ジャヌ・コインを捕らえる依頼から始まったナル・ハッタでの一件は、それなりの傷跡を残した。ディンはキャビンの修理の見積書を眺めながら、溜め息を吐く。
定住地を構えてそれなりに時が経ち、ネヴァロ・シティは彼ら──ディン・ジャリンとその息子、グローグーの故郷となった。広い宇宙を飛び回る生き方を選んで来た戦士にとって、この街は翼を休める止まり木のような場所だ。それが一夜にして失われたとなれば、いくら孤高の賞金稼ぎと謳われたマンダロリアンと言えども平静ではいられない。安息と平穏が詰まった家の天井にぽっかりと穴が開き、家具が無惨に転がった光景。それを静かに見つめる、緑色の小さな子どもの背中はディンに在りし日の痛みを思い出させた。
しかし子供の心の切り替えは早いもので、建設ドロイドがせっせと駆動音を立てて働くさまに興味が移ったのか、「んぃ、ぷゎ」と短く鳴きながら走り出した。その様子を少し離れた場所から見守っていたディンの傍らに、申し訳なさそうな顔を浮かべたカルガがやってきた。
「お前が帰ってくるまでには直せると思ったんだが……貿易船の遅延で材料が中々入って来なくてな。住めるようになるまではもう少しかかりそうだ。悪いな」
「いや、レイザークレストが無事なら問題はない。俺がいない間、格納してくれていたんだろう」
「あの時は驚いたよ。アンゼランとグローグーが真夜中にすっ飛んで来てなあ。聞けばお前が別の賞金稼ぎに攫われたって言うもんだから、そこからはもう大騒ぎで……」
小さな体の戦士は、父が敵に攫われたことをいち早くカルガに伝え、そしてナル・ハッタに飛び立った。整備の途中だったレイザークレストを放置する訳にもいかず、監視の目が届く場所に移して、新共和国に通信を入れて……と夜明け前から奔走していたらいつの間にかグローグー達がいなくなっていてまた大騒ぎ、ということがあったとカルガがディンに語った。まるで孫息子の成長を喜ぶように。五十歳を過ぎているといえども、長命種であることを考えればグローグーはまだまだ子供だ。しかし父親が目の前で攫われても狼狽えることなく、周りを頼り、自分の意思で父親を助けに走り出した。ほんの少し前までは、怖いことがあると耳を垂らして固まっていたというのに。
「グローグー達に感謝するんだな。場所が場所だ、初動が悪ければ新共和国の援軍は間に合わなかった」
ディンはその言葉に無言で頷く。あの雨の夜にグローグーと引き離されてから、一つでも歯車が狂っていたらディンは此処に立っていない。彼の選択と強い意志が、命を繋いでいる。
「……あの子を見ていると、子どもの成長はこんなに早いものかと実感する」
掟によって素顔を晒さない男だが、カルガには今のディンがヘルメットの下でどんな表情をしているのか、想像に難く無い。子を想う父の顔は銀河共通、たとえ種族が違くとも同じだ。
「寂しいか」
「違う……とも言いがたい。だがそれ以上に――気掛かりがある」
ドロイドを追いかける幼気な足取りを見つめる。あの一件から、グローグーはぐんと成長した。菓子をねだったり、売り物に勝手に手をつけるのは変わらないが、心持ちが一段と変化したように思える。一人寝の練習でぐずることも、修行に飽きて投げ出すことも少なくなった。
子どもは大人が思うよりもずっと多くのことを、内側で様々なことを考え、それが刺激となり育っていく。だが今のグローグーは果たして健全な成長と言えるのか、ディンには判断が付かなかった。
「戦士として逞しく成長するのは喜ばしいことだ。しかしあの子の一生はとても長い。俺たちよりもずっと。

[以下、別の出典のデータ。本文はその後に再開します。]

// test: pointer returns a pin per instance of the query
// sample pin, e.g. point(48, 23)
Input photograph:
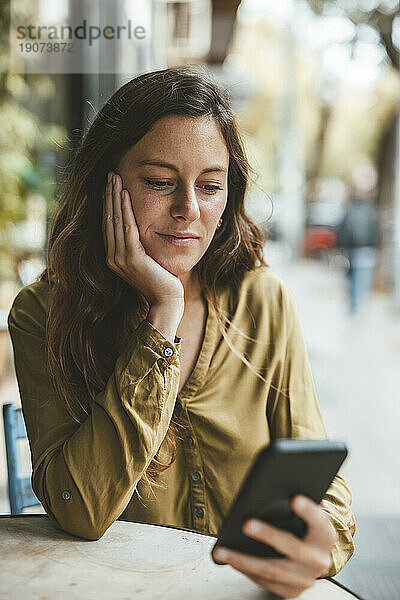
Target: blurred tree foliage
point(337, 135)
point(379, 15)
point(25, 145)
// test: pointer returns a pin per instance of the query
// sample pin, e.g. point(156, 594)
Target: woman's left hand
point(305, 559)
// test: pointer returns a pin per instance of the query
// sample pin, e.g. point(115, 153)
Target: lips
point(179, 237)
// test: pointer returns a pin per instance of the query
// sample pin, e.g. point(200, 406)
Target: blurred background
point(316, 89)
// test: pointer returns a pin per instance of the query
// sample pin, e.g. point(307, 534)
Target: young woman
point(157, 353)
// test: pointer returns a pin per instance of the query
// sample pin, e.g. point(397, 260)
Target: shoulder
point(29, 308)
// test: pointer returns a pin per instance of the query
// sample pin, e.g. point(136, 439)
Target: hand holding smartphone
point(285, 468)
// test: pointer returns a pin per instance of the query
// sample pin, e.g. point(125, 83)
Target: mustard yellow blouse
point(86, 475)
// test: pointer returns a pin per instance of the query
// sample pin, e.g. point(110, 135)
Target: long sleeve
point(295, 413)
point(85, 474)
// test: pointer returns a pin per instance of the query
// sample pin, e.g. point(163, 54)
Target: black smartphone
point(281, 470)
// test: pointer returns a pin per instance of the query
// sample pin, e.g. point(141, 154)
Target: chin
point(176, 266)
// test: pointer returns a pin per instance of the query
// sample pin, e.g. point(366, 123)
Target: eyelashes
point(156, 184)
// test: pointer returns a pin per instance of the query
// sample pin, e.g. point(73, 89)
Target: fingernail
point(221, 554)
point(253, 527)
point(300, 502)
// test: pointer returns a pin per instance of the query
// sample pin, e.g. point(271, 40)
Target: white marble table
point(131, 560)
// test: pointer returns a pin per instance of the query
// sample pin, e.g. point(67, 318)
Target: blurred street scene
point(315, 85)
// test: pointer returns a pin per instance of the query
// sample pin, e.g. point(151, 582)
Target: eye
point(211, 188)
point(158, 185)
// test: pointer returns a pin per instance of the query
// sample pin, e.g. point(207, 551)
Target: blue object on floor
point(20, 491)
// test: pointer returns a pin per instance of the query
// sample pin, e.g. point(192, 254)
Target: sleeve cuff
point(155, 340)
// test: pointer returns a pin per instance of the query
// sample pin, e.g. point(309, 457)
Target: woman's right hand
point(125, 254)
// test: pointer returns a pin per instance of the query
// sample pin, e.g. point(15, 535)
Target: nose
point(185, 203)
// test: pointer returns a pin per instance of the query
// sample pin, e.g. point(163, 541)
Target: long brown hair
point(91, 310)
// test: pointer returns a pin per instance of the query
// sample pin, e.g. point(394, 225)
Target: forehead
point(182, 140)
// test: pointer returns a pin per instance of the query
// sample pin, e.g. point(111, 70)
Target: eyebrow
point(160, 163)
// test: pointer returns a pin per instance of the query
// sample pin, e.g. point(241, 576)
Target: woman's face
point(177, 177)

だから側にいられる内は、子供らしくいる時間も必要だとは思わないか?」
「思わないかって言われてもなあ……あの子の父親はお前さんだろうよ。お前がそう思うなら、それらしくいられるようにすれば良いんじゃないか?俺にできるのはせいぜい、近所のあしながおじさんをするくらいだ」
歯切れの悪いディンの背を軽く叩いて、カルガは懐からカードキーのようなものを取り、差し出した。
「これは?」
「お前たちの仮住まい用の鍵だ。少し古臭いかもしれんが、前の家に間取りが似ている。修行中ならレイザークレストの狭っちい寝床で充分だろうが、ここには休息で立ち寄ったんだろう?それに、たまには柔らかいベッドで休む方が子どももデカく育つ」
「……ありがとう」
「気にするな。お前たち親子には返しきれない恩があるからな」
カルガはそういうと、グローグーの側まで歩いて腰を落として小さな頭を撫でて、スピーダーに乗って仕事へ戻っていた。
仮住まいとして用意されたキャビンは、ディン達が住んでいた場所からさほど遠くない場所にあった。人が住まなくなったであろう場所を、急いである程度の生活が出来るように整えた痕跡が感じられ、ディンはカルガへの感謝を募らせる。扉を開けてみると、言われた通り以前の家によく似た間取りだった。窓の位置や寝室の場所、キッチンの設備も記憶にあったものと同じようだ。だからだろうか、グローグーは警戒する様子も見せずぱたぱたと足音を立てて奥の部屋へと進んでいった。迷うことなく進んだ場所にあったのは寝室だ。白いシーツによじ登ろうとする体を、後ろから追いかけていたディンは両手で掬い上げた。
「跳ねたくなるのは分かるが、シャワーを浴びてからだ」
「へぅ」
「綺麗にしたらいくらでも飛んでいいぞ」
「ぱ!」
不機嫌を主張していた耳がぴんと上を向く。グローグーはディンの腕から飛び降りると、埃が立つ勢いでシャワールームへ向かった。
背丈の都合上グローグーはまだ一人でシャワーが使えない。それ故にディンがグローグーを洗って拭いてやってから、教義の都合で顔を見られてはならないディンがシャワーを浴びるというのが二人で暮らすうちに出来た流れだ。いつものようにタオルで小さな体を拭いていると、ふと耳が普段よりも赤くなっていることに気がついた。
「湯当たりでもしたか……グローグー、気分は悪くないか」
「んきゃ、?……きゅわ、わ!」
「ああ、わかったわかった。何ともないならいいんだ。だがあまりはしゃぎ過ぎるなよ」
ディンの言うことを聞いているのかいないのか、とにかくグローグーの意識はベッドのスプリングに向かっていて、服を着せた途端にきゃあ〜!と高い声を出しながら寝室に消えていった。
それから十分もしないうちにディンがシャワールームから出ると、グローグーは未だにふすふすと鼻息を荒くしながらベッドを転がったり、飛び跳ね回っていた。何がそんなに楽しいのかは分からないが、機嫌が悪いよりはずっと良い。
「気に入ったか」
「ぷゎ!」
小さな体がぽん、ぽんと沈み、また浮かぶ。その様子を見ているうちに、ディンの中で張り詰めていたものがふと緩んだ。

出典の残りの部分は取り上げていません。